For Kinnersley, the idea that all of these issues stem back to diversity and culture was sparked as the result of a job that didn’t meet her needs. “I started connecting the dots,” she says and went on to discuss her observations with Bohdan Zabawskyj, who would become her Fortay co-founder. A “serial CTO”, as Kinnersley describes him, Zabawskyj had worked with numerous startups and quickly got excited about her ideas because he’d seen similar issues within the tech community. In 2015, the pair launched Fortay.

Focused on helping companies make better matches when they bring on new employees, as well as to regularly monitor and improve internal culture, Fortay first conducts an assessment of company culture using a simple poll about values and beliefs. Those benchmarks are then used to help zero in on employment candidates who are a stronger culture add – Fortay says this can shrink hiring windows from 52 days to 13 – as well as to gather ongoing, real-time and actionable metrics about employee engagement.

By focusing on culture, Kinnersley says, companies often find candidates “that they would have dismissed otherwise, maybe because they didn’t have exactly the right education or other qualifications on a resume. But with Fortay, they still surface to the top indicated that they are aligned because of company culture. We can identify talent that will thrive in their unique culture. We also have tools to help leaders understand where their culture is unhealthy and where they can make improvements, so they can move the dial towards a higher-performing culture.”

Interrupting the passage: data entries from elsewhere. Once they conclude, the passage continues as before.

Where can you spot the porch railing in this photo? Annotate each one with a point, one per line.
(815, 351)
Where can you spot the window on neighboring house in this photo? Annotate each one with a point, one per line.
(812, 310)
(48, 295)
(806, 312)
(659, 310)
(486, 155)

While focusing on culture add makes intuitive sense, Kinnersley says the tools previously available to hiring managers tended to focus on the wrong things.  “We were quite early in the market when it came to assessing cultural alignment. There were quite a lot of psychometric and behavioural assessment tools, but frankly, they weren’t doing the job. They were the wrong tool for the job,” she says. “The door was open for our approach, especially as companies move toward building more diverse teams.”

Featured in the newly-released Mercer report Diversity and Inclusion Technology: The Rise of a Transformative Market, Fortay is lauded for its ability to help companies reduce biases during the hiring process, helping businesses better understand issues around employee inclusion and develop KPIs related to these attributes.

And with the report also noting that the global market for technology to help businesses meet diversity and inclusion goals is currently $100-million – and quickly expanding – Kinnersley expects more and more companies to want to take a mirror to their internal culture, helping Fortay to continue to grow at the same time. “There are just so many studies that support the business case for this,” Kinnersley says.